Keywords: Sanghuangpours vaninii; TLR4/NF-κB; inflammation; lipids; obesity.

Figure 1

SPV alleviated HFD-induced obesity and hyperlipidemia. (A) Establishment of animal models and agent administration management. (B) SPV suppressed body weight gain in HFD-fed mice (n = 6). SPV administration led to a rise in the serum level of (C) HDL-C and a reduction in the serum levels of lipid markers (D) LDL-C, (E) TC, and (F) TG in the HFD-fed mice (n = 6). (G) H&E staining of iWAT, eWAT, and pWAT (200×, scale bar: 100 μm). The data are presented as the mean ± SD. ^# p < 0.05, ^### p < 0.001 versus the vehicle-treated NCD-fed mice; * p < 0.05, ** p < 0.01, *** p < 0.001 versus the vehicle-treated HFD-fed mice.

Figure 2

SPV alleviated hepatic steatosis and inflammation. (A) The liver was examined through histopathological methods using Oil Red O staining (200×; scale bar: 100 µm) and H&E staining (200×; scale bar: 100 µm). In the HFD-fed mice, SPV suppressed the liver levels of (B) ALT, (C) AST, (D) TNF-α, (E) IL-1β, (F) IL-18, (G) IL-6, and (H) MCP-1, and suppressed the serum levels of (I) LEP and (J) INS. The data are shown as the mean ± SD (n = 6). ^## p < 0.01, ^### p < 0.001 versus the vehicle-treated NCD-fed mice; * p < 0.05, ** p < 0.01, *** p < 0.001 versus the vehicle-treated HFD-fed mice.

Figure 3

SPV regulated the gut microflora. (A) Venn diagram. (B) PCoA analysis. (C) Heatmap of the top 20 genera based on the average abundance values. (D) Graphical representation of the predicted abundances of secondary functional pathways derived from the MetaCyc database.

Figure 4

SPV regulated lipid metabolites in HFD-fed mice. (A) Heatmap of 30 significantly altered metabolites. (B) The associated heatmap of associated lipids. (C) Boxplots of 6 significantly altered metabolites in SPV-treated HFD-fed mice (n = 3).

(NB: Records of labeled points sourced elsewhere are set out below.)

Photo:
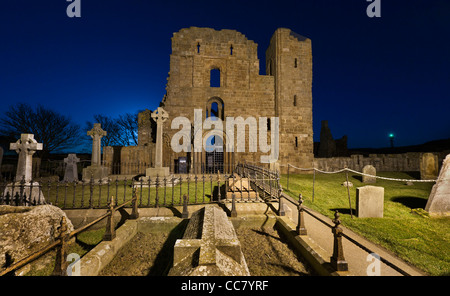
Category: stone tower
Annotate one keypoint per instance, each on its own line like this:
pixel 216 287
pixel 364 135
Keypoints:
pixel 217 72
pixel 289 60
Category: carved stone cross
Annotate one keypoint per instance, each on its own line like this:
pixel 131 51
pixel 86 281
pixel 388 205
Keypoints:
pixel 71 173
pixel 26 146
pixel 97 133
pixel 160 116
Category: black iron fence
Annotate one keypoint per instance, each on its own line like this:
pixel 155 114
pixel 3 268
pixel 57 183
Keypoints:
pixel 247 182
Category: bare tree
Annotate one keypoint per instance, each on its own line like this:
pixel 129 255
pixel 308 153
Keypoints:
pixel 128 124
pixel 121 131
pixel 55 131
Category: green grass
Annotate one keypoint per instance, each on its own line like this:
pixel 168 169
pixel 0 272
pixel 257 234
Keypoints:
pixel 84 242
pixel 404 229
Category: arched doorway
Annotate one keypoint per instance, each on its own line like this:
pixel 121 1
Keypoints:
pixel 214 155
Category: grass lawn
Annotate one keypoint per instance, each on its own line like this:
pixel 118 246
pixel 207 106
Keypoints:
pixel 405 229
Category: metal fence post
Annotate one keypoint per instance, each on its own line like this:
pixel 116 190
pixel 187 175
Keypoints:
pixel 281 210
pixel 288 177
pixel 301 228
pixel 337 260
pixel 110 232
pixel 185 213
pixel 233 206
pixel 134 206
pixel 60 262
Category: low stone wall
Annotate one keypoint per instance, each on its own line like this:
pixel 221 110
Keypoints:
pixel 406 162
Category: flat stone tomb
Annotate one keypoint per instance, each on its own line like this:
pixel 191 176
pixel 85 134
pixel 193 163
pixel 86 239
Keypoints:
pixel 209 247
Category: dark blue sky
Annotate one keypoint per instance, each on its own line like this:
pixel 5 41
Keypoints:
pixel 371 76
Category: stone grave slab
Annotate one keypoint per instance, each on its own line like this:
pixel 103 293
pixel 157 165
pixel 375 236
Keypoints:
pixel 209 247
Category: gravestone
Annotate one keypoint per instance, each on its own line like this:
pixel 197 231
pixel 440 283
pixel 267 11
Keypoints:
pixel 429 168
pixel 23 189
pixel 439 200
pixel 96 170
pixel 370 170
pixel 369 201
pixel 71 172
pixel 209 247
pixel 160 116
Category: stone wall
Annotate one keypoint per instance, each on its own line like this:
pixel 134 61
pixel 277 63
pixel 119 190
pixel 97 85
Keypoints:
pixel 382 162
pixel 286 92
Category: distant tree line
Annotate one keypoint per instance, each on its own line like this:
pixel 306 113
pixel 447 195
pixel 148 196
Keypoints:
pixel 57 132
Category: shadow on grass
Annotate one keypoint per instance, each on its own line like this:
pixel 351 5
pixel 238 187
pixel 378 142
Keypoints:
pixel 344 211
pixel 411 201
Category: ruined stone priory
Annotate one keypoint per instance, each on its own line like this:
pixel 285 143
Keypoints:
pixel 218 72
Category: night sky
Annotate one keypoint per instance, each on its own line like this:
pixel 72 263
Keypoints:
pixel 371 76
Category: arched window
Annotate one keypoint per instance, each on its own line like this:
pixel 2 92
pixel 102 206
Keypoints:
pixel 214 78
pixel 215 108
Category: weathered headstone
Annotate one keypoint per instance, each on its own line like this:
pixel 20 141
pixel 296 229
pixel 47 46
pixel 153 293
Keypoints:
pixel 71 172
pixel 160 116
pixel 23 191
pixel 26 146
pixel 369 201
pixel 370 170
pixel 209 247
pixel 439 199
pixel 96 170
pixel 429 168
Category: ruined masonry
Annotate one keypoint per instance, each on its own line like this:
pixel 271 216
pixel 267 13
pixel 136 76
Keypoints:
pixel 219 73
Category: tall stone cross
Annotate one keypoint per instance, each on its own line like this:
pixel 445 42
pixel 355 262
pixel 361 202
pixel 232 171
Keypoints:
pixel 26 146
pixel 96 134
pixel 160 116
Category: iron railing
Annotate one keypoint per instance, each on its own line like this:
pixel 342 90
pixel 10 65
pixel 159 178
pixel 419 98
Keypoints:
pixel 157 191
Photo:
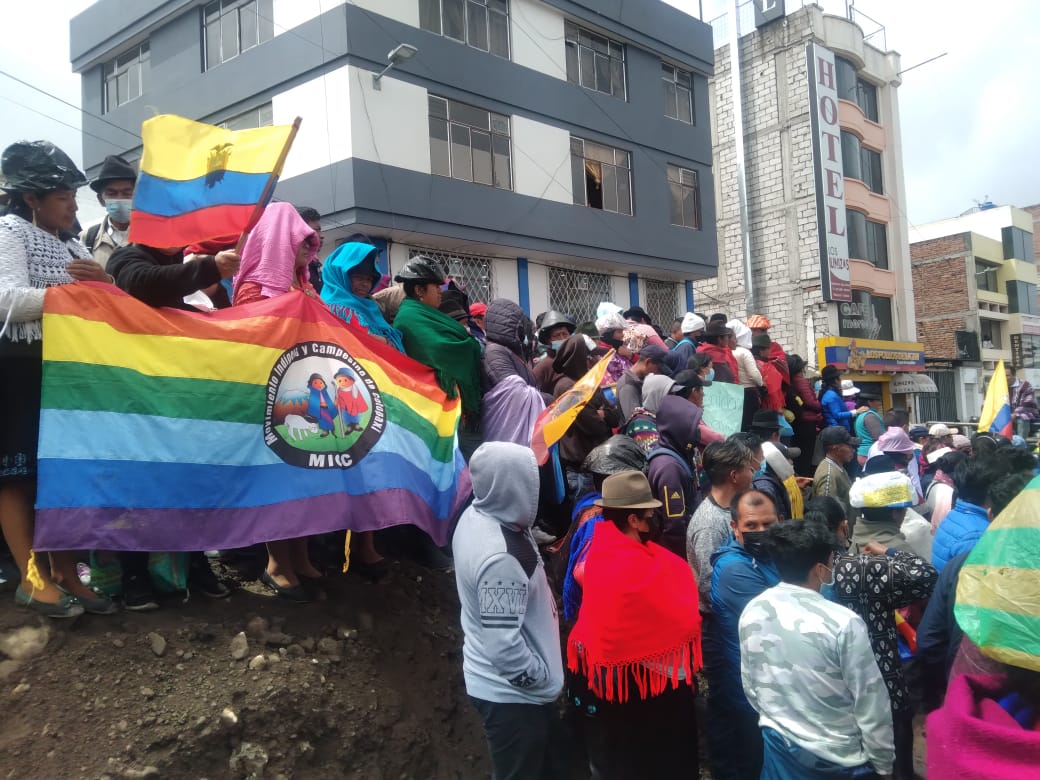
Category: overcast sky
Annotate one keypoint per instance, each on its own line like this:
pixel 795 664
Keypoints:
pixel 968 119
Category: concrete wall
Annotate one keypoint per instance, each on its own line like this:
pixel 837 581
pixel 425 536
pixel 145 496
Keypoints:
pixel 782 206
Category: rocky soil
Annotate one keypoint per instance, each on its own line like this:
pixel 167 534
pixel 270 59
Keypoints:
pixel 364 684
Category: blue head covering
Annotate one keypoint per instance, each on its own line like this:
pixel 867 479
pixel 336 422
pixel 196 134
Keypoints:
pixel 338 294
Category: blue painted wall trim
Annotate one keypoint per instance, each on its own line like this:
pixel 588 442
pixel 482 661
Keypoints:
pixel 523 285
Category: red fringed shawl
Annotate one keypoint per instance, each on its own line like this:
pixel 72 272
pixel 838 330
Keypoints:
pixel 639 620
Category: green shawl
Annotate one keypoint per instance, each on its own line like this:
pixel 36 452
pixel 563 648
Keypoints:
pixel 432 337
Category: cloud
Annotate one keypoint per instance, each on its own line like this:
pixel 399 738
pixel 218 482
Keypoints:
pixel 967 119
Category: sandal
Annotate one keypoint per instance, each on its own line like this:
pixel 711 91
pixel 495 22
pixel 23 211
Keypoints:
pixel 67 606
pixel 297 594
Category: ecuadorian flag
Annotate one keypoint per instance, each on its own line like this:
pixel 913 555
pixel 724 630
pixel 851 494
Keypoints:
pixel 995 417
pixel 164 430
pixel 200 181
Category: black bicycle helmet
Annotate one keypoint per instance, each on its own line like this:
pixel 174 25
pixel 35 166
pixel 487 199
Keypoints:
pixel 39 166
pixel 552 319
pixel 420 269
pixel 617 453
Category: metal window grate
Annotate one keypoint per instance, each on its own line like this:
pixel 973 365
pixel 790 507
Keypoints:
pixel 469 270
pixel 578 292
pixel 660 303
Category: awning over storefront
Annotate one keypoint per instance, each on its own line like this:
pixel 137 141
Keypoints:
pixel 867 355
pixel 912 383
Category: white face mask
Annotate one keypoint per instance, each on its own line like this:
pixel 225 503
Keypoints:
pixel 119 209
pixel 830 582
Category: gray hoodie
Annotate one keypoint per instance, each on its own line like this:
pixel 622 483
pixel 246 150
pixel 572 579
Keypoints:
pixel 511 653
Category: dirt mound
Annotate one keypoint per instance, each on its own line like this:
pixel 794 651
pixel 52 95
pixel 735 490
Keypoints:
pixel 364 684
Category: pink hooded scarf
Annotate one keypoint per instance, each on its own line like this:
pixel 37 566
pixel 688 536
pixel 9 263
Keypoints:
pixel 972 737
pixel 269 254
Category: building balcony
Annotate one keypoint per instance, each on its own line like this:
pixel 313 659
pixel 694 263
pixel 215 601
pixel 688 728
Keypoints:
pixel 877 207
pixel 851 118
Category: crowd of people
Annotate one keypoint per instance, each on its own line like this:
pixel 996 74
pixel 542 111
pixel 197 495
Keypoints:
pixel 798 567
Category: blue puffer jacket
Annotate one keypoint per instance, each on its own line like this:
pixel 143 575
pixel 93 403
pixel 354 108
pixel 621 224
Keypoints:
pixel 959 531
pixel 736 577
pixel 834 410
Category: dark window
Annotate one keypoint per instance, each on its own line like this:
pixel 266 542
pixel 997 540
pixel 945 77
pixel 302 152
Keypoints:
pixel 232 26
pixel 867 240
pixel 126 77
pixel 594 61
pixel 1021 297
pixel 856 89
pixel 991 334
pixel 601 177
pixel 986 276
pixel 482 24
pixel 865 316
pixel 685 197
pixel 260 117
pixel 469 144
pixel 846 79
pixel 678 94
pixel 1017 243
pixel 866 99
pixel 852 156
pixel 871 166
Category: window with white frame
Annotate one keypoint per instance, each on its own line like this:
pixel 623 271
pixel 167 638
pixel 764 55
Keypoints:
pixel 260 117
pixel 233 26
pixel 482 24
pixel 685 193
pixel 678 93
pixel 126 77
pixel 601 176
pixel 595 61
pixel 473 274
pixel 469 144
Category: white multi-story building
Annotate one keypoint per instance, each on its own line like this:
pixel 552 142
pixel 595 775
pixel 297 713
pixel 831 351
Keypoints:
pixel 555 152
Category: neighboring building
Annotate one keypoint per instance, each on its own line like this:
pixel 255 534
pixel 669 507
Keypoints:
pixel 543 151
pixel 812 169
pixel 975 281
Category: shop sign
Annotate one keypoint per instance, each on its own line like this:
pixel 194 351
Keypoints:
pixel 868 355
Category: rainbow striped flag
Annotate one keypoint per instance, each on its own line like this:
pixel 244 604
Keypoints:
pixel 995 417
pixel 998 588
pixel 200 181
pixel 164 430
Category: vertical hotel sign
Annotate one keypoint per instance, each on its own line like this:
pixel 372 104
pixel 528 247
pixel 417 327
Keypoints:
pixel 834 271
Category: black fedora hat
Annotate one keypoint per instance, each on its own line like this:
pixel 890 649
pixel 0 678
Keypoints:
pixel 113 169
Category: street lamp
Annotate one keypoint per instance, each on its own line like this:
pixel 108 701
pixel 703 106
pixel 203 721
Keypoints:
pixel 397 55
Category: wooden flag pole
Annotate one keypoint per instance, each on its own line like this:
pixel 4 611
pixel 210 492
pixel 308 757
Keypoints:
pixel 268 187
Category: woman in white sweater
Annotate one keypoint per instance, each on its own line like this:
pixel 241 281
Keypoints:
pixel 748 374
pixel 37 250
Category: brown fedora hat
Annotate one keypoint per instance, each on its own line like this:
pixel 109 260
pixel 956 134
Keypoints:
pixel 627 490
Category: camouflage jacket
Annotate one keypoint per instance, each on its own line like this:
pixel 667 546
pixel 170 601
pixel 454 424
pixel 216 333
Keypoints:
pixel 808 670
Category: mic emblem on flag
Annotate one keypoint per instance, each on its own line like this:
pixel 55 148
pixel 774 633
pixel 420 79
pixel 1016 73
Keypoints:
pixel 323 410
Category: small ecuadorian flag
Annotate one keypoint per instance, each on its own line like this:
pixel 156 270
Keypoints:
pixel 200 181
pixel 995 417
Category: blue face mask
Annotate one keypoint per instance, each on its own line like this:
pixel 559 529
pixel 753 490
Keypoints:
pixel 119 209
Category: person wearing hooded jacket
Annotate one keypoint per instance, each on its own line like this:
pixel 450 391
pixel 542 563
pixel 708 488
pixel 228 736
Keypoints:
pixel 509 333
pixel 512 659
pixel 594 423
pixel 670 469
pixel 741 570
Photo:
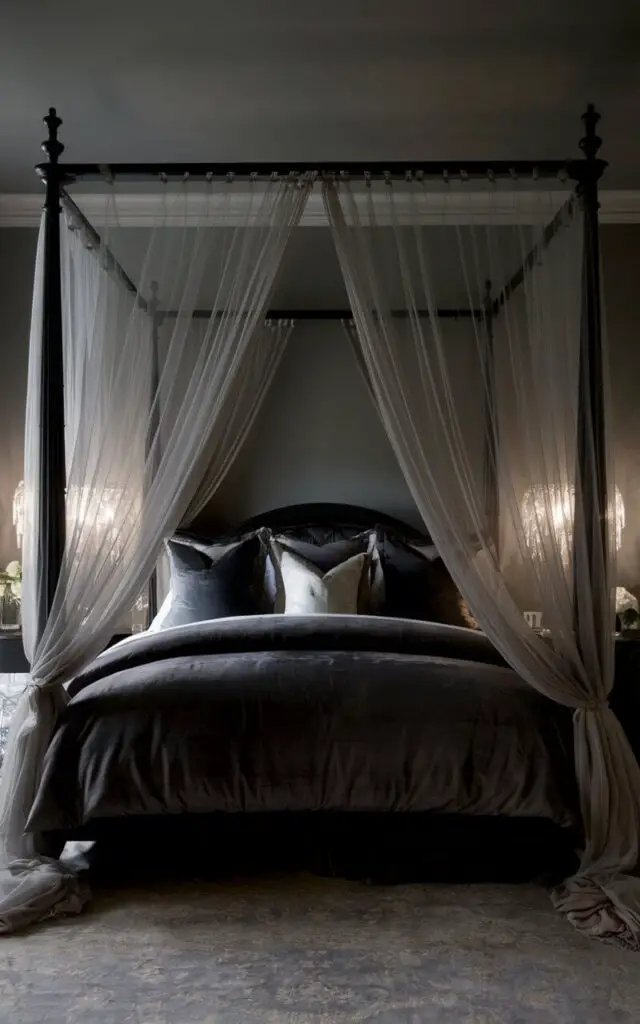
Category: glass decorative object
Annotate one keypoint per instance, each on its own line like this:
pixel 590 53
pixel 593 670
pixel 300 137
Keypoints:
pixel 548 512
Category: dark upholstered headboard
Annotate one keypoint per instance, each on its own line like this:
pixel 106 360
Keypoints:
pixel 335 518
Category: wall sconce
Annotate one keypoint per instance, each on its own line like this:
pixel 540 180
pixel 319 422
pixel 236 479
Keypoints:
pixel 18 513
pixel 548 512
pixel 81 504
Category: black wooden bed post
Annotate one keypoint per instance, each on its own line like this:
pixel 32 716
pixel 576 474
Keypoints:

SPV treatment led to a decrease in the levels of (D) Cer and (E) FFA within the livers of HFD-fed mice (n = 6). ^# p < 0.05, ^## p < 0.01, ^### p < 0.001 versus the vehicle-treated NCD-fed mice; * p < 0.05, ** p < 0.01, *** p < 0.001 versus the vehicle-treated HFD-fed mice.

Figure 5

SPV regulated the TLR4/NF-κB signaling pathway in the livers of mice fed a high-fat diet. (A) SPV treatment resulted in reduced levels of TLR4, MyD88, and TRAF6 expression, and the phosphorylation levels of IKK α+β, IκBα, and NF-κB. (B) SPV treatment resulted in reduced expression level of PP2A and the phosphorylation level of PKC. (C) SPV treatment resulted in reduced expression levels of NLRP3, caspase 1, and IL-1β. Quantification data were normalized to glyceraldehyde-3-phosphate dehydrogenase (GAPDH) or the corresponding total protein concentration and expressed as the percentage of the vehicle-treated NCD-fed mice. The data are shown as the mean ± SD (n = 3). ^## p < 0.01 and ^### p < 0.001 versus the vehicle-treated NCD-fed mice; * p < 0.05, ** p < 0.01, *** p < 0.001 versus the vehicle-treated HFD-fed mice.